Ma Boris Giuliano dovette abbandonare l’indagine per l’ingerenza (raccontata da lui stesso a un magistrato del Tribunale di Palermo) del servizio segreto italiano che “consigliò di lasciar perdere” quella pista. Anche se Giuliano nutriva più di un sospetto sul “mondo” che ruotava attorno al sequestro. Un “mondo” in qualche modo descritto dall’atteggiamento del cav. Nino Buttafuoco, commercialista della Palermo bene e consigliere di personaggi del calibro dei cugini Salvo, grandi esattori e politici dc, e dell’avv. Vito Guarrasi gran consigliori della politica e della finanza siciliane.
Anche la seconda “grande pista”, quella che portava al tentato golpe del comandante Valerio Borghese, non appariva a Boris Giuliano sufficientemente sorretta da riscontri.

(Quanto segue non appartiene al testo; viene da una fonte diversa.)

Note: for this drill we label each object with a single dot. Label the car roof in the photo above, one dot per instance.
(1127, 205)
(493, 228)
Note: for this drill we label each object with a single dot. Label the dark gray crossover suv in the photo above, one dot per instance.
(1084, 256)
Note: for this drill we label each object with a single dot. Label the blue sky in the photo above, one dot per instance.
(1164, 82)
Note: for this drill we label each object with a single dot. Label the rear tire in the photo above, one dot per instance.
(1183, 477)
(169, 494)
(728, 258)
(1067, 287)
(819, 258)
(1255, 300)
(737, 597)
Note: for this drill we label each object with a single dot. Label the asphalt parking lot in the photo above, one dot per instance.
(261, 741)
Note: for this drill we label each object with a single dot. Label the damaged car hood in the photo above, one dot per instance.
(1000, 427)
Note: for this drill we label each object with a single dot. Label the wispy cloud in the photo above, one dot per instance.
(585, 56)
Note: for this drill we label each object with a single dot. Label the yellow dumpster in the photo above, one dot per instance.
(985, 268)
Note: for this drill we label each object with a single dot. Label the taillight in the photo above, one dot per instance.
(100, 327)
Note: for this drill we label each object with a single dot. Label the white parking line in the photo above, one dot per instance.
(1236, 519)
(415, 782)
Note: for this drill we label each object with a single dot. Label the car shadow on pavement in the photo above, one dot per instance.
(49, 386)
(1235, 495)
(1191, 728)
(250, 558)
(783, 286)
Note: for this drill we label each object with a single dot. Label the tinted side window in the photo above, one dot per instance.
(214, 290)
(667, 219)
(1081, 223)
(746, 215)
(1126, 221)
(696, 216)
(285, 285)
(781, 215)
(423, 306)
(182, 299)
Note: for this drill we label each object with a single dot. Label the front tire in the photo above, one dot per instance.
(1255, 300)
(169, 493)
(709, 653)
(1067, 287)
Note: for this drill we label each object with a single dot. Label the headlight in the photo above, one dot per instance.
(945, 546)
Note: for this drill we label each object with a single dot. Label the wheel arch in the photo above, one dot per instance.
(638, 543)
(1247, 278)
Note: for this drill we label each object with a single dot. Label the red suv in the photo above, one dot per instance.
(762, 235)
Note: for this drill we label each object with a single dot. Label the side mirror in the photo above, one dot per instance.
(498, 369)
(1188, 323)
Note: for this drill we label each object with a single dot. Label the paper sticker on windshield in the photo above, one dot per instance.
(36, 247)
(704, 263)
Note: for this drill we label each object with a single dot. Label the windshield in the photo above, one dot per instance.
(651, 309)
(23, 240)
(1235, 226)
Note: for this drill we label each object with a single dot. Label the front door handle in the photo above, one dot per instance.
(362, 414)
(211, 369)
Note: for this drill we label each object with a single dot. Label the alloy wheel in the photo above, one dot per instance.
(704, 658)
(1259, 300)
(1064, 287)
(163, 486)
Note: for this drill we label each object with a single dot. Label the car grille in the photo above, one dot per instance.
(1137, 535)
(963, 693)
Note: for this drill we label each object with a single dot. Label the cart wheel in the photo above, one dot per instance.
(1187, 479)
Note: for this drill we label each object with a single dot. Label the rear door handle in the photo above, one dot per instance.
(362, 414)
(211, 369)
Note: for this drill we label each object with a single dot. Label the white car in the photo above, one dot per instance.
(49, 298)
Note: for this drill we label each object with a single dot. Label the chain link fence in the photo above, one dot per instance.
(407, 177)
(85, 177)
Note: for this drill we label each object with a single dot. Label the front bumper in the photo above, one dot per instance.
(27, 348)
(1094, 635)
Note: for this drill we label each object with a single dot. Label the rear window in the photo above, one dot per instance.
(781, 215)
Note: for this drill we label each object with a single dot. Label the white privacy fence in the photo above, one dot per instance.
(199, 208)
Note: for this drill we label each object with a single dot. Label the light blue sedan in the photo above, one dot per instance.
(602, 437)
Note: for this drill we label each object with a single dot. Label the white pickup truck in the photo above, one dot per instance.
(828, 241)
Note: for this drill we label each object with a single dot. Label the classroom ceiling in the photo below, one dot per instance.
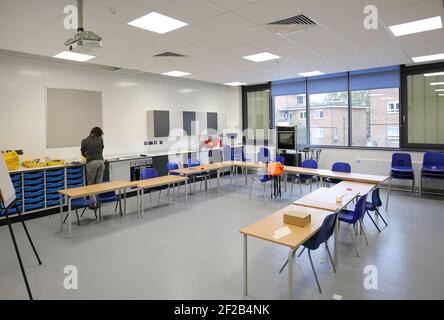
(221, 32)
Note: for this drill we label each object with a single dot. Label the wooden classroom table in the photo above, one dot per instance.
(264, 229)
(157, 182)
(325, 199)
(90, 190)
(204, 168)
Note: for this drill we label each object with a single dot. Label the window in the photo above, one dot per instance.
(333, 118)
(319, 114)
(317, 133)
(392, 107)
(393, 133)
(353, 108)
(423, 95)
(370, 121)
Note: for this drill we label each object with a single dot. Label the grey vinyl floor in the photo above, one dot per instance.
(196, 252)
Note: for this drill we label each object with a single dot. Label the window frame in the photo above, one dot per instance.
(403, 114)
(395, 110)
(393, 137)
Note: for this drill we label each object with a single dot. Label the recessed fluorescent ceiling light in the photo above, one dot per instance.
(176, 73)
(157, 22)
(68, 55)
(434, 74)
(417, 26)
(233, 84)
(432, 57)
(259, 57)
(311, 73)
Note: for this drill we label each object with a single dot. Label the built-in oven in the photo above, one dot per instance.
(137, 166)
(286, 138)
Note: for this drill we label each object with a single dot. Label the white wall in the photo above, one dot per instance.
(125, 100)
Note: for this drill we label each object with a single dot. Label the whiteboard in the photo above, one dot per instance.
(7, 191)
(70, 116)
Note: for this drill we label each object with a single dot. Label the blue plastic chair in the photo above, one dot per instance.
(203, 176)
(262, 179)
(173, 166)
(402, 169)
(306, 164)
(322, 236)
(338, 167)
(150, 173)
(354, 218)
(432, 167)
(81, 203)
(263, 155)
(374, 206)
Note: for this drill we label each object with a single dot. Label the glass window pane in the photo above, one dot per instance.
(329, 118)
(425, 112)
(258, 104)
(290, 110)
(375, 118)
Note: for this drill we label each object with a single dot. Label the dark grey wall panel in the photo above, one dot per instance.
(212, 120)
(161, 124)
(188, 119)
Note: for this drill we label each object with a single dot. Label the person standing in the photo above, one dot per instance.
(92, 149)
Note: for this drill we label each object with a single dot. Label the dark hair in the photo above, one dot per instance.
(96, 132)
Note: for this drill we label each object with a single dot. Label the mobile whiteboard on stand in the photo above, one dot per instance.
(9, 201)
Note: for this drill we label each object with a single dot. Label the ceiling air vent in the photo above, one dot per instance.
(169, 54)
(291, 25)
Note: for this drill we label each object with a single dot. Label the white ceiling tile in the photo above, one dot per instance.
(226, 23)
(220, 43)
(180, 9)
(232, 4)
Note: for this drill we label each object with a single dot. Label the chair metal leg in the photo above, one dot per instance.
(251, 188)
(329, 255)
(370, 216)
(380, 215)
(353, 242)
(301, 252)
(314, 271)
(77, 216)
(361, 225)
(388, 192)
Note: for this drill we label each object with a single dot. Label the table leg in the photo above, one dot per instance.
(186, 191)
(245, 266)
(61, 212)
(290, 273)
(124, 201)
(285, 181)
(142, 203)
(335, 258)
(69, 217)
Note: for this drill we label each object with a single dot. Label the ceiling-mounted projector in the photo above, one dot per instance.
(83, 41)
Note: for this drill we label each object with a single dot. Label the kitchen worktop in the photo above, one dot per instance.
(121, 157)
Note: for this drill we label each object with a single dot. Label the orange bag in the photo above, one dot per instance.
(275, 169)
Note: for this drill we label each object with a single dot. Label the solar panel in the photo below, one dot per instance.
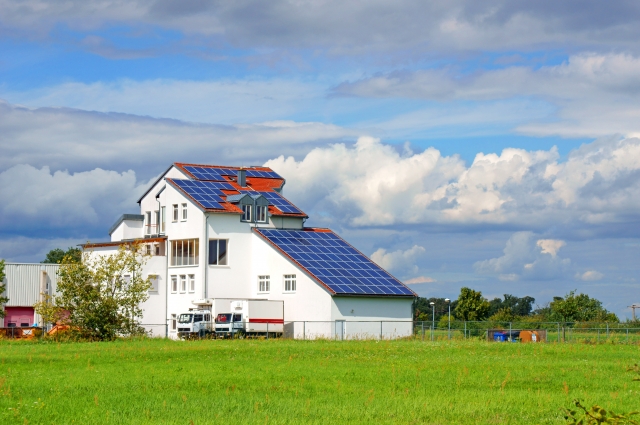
(335, 263)
(206, 193)
(215, 174)
(278, 200)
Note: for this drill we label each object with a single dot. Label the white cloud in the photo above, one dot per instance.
(419, 279)
(525, 258)
(590, 275)
(595, 94)
(36, 199)
(403, 261)
(225, 102)
(340, 27)
(371, 184)
(550, 246)
(79, 140)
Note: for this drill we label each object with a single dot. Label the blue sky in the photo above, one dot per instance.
(490, 144)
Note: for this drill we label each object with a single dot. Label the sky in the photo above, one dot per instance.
(491, 144)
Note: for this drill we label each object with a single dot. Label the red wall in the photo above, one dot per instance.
(18, 315)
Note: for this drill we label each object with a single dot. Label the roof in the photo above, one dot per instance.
(332, 262)
(123, 217)
(215, 188)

Il vero filo che il commissario (non era ancora vicequestore) seguiva era appeso alla figura ingombrante del rag. Nino Buttafuoco, autore di un gioco spregiudicato che poteva portare avanti soltanto chi avesse un interesse quasi personale nella vicenda di Mauro De Mauro. Il cavaliere, infatti, sempre in grande sfoggio di eleganza anche un po’ barocca e di gentilezza affettata, si era presentato spontaneamente alla famiglia del giornalista proponendosi come mediatore nel tentativo di riportare a casa il sequestrato. Era una sceneggiata spregiudicata, appunto, perché il vero scopo era quello di carpire informazioni sulle indagini e sui sospetti, in particolare, di Boris Giuliano e Bruno Contrada che lo controllavano notte e giorno. Questo “gioco” Buttafuoco lo pagò, ma non abbastanza da farlo parlare. Venne arrestato, ma troppo presto liberato dalla magistratura per mancanza di indizi.

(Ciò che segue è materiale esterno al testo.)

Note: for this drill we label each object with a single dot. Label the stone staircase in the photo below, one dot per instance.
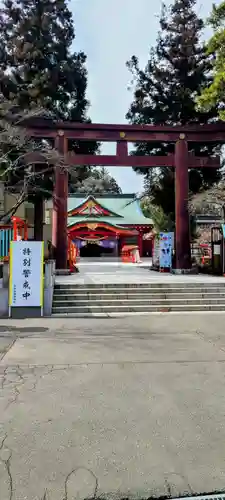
(106, 299)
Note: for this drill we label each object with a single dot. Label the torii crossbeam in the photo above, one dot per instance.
(181, 160)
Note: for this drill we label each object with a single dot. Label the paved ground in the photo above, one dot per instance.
(104, 271)
(131, 406)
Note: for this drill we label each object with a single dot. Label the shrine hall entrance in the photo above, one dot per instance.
(92, 249)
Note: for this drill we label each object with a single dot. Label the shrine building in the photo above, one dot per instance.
(100, 225)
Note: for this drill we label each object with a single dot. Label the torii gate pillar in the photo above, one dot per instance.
(182, 230)
(59, 215)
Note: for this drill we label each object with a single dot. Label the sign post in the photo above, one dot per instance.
(26, 279)
(166, 245)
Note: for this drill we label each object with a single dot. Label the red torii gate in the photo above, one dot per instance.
(181, 160)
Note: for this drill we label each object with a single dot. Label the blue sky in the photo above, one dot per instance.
(110, 32)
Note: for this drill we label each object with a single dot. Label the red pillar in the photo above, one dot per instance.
(183, 249)
(59, 216)
(140, 243)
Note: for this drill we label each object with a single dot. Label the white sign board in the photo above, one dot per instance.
(26, 274)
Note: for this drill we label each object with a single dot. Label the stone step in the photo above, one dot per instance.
(169, 285)
(138, 308)
(133, 302)
(134, 295)
(165, 289)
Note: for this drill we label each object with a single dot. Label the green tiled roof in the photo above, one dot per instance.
(125, 206)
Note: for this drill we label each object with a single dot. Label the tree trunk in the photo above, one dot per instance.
(38, 218)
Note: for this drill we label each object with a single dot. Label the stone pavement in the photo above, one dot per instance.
(112, 407)
(104, 271)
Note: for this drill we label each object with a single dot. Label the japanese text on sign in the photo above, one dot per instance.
(26, 274)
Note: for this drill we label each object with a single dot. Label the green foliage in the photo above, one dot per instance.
(98, 182)
(39, 69)
(214, 94)
(165, 93)
(162, 222)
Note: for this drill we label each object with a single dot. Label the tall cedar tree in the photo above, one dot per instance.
(215, 93)
(38, 68)
(165, 93)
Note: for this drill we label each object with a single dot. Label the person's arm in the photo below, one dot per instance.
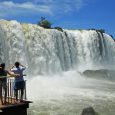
(12, 74)
(22, 65)
(12, 67)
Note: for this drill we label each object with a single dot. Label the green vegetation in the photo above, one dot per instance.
(44, 23)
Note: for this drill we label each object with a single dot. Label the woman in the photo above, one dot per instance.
(3, 81)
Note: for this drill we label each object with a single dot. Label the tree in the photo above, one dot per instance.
(44, 23)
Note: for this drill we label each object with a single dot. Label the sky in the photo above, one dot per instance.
(68, 14)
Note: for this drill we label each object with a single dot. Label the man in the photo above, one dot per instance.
(3, 82)
(19, 81)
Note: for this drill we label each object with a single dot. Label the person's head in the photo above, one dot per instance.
(17, 64)
(2, 65)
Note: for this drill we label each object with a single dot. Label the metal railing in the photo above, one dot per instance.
(10, 93)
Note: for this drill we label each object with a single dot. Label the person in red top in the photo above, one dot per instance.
(19, 81)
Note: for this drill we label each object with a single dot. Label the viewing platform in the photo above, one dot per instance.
(12, 107)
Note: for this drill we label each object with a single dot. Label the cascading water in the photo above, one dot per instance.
(58, 62)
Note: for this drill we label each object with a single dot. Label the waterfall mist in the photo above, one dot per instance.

Di Buttafuoco si riparlerà qualche anno dopo. Non si sa come, Boris Giuliano seppe di una mega operazione finanziaria (si parlò di 70 miliardi di lire degli Anni Settanta) compiuta da Nino e Ignazio Salvo, di cui si poteva trovare traccia nella cancelleria del tribunale civile di Palermo. Aveva saputo anche che a luglio del 1970 De Mauro si era fatto accompagnare da Buttafuoco in cancelleria
(il cavaliere era anche il suo commercialista) e con l’aiuto di un impiegato era riuscito a trovare l’atto che gli era stato descritto come prova della strana operazione finanziaria. A settembre scompare, dopo un braccio di ferro col ragioniere che tenta di dissuaderlo dal pubblicare qualunque cosa. Una vera e propria guerra con Buttafuoco, tanto da indurre De Mauro a farsi negare al
telefono, come dimostra la testimonianza della signora Elda, moglie del giornalista.

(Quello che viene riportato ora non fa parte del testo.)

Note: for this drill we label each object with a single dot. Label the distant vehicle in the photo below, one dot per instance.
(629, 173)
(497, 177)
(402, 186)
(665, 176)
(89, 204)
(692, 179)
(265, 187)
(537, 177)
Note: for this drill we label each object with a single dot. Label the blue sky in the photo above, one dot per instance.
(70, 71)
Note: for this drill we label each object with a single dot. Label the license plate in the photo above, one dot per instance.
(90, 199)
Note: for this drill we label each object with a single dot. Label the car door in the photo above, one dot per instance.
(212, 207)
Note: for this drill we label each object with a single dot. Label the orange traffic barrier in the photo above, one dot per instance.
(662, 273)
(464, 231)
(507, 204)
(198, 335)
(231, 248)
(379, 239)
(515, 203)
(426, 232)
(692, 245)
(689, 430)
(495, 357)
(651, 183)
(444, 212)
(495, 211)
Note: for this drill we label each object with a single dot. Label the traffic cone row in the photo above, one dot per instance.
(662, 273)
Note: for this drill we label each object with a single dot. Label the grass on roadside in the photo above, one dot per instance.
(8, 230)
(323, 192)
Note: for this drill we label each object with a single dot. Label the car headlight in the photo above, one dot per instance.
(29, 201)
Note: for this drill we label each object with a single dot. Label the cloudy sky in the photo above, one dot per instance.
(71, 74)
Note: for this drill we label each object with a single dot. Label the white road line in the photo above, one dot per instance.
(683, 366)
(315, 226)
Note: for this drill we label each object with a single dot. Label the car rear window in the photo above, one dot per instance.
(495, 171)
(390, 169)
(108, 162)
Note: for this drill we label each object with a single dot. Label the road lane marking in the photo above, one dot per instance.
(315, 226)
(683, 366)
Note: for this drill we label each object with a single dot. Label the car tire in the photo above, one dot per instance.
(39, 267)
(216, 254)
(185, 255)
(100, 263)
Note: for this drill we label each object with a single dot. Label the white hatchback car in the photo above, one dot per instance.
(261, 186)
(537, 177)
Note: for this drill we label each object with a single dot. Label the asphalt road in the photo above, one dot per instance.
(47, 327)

Buttafuoco appare quasi disperato e teme lo scoop di Mauro. Queste non sono illazioni, ma fatti raccontati da un testimone affidabile e di sicura attendibilità: l’ex direttore del Giornale di Sicilia, Roberto Ciuni (anche lui assistito da Buttafuoco nella dichiarazione dei redditi). Un teste che non ha esitato a confermare l’eccitazione di quel periodo di Buttafuoco e la causa di quella preoccupazione, cioè l’aver aiutato De Mauro nella ricerca in Tribunale. Timore ed eccitazione che forse spiegherebbero l’azzardo di provare persino a recuperare quelle carte compromettenti. Arriva a chiedere alla signora Elda: “E’ stata trovata una busta gialla?”. Chiede notizie su tutto ciò che la polizia aveva sequestrato nelle perquisizioni effettuate a casa di De Mauro e al giornale L’Ora.
Su questa vicenda Boris Giuliano fece due rapporti alla magistratura. I dossier sono agli atti del processo, ma allora non ebbero seguito. Qualcuno obietta che non vi sia, in questo filone investigativo, un movente all’altezza dell’importanza dell’affaire De Mauro. Ma l’indagine di allora faceva riferimento ad una sorta di costituzione di fondi neri (coi 70 miliardi sfuggiti al fisco) per il sovvenzionamento occulto della politica. Una specie di “Tangentopoli” ante litteram. Potrebbe essere un buon movente, vent’anni prima del “terremoto” che disintegrerà la Prima Repubblica.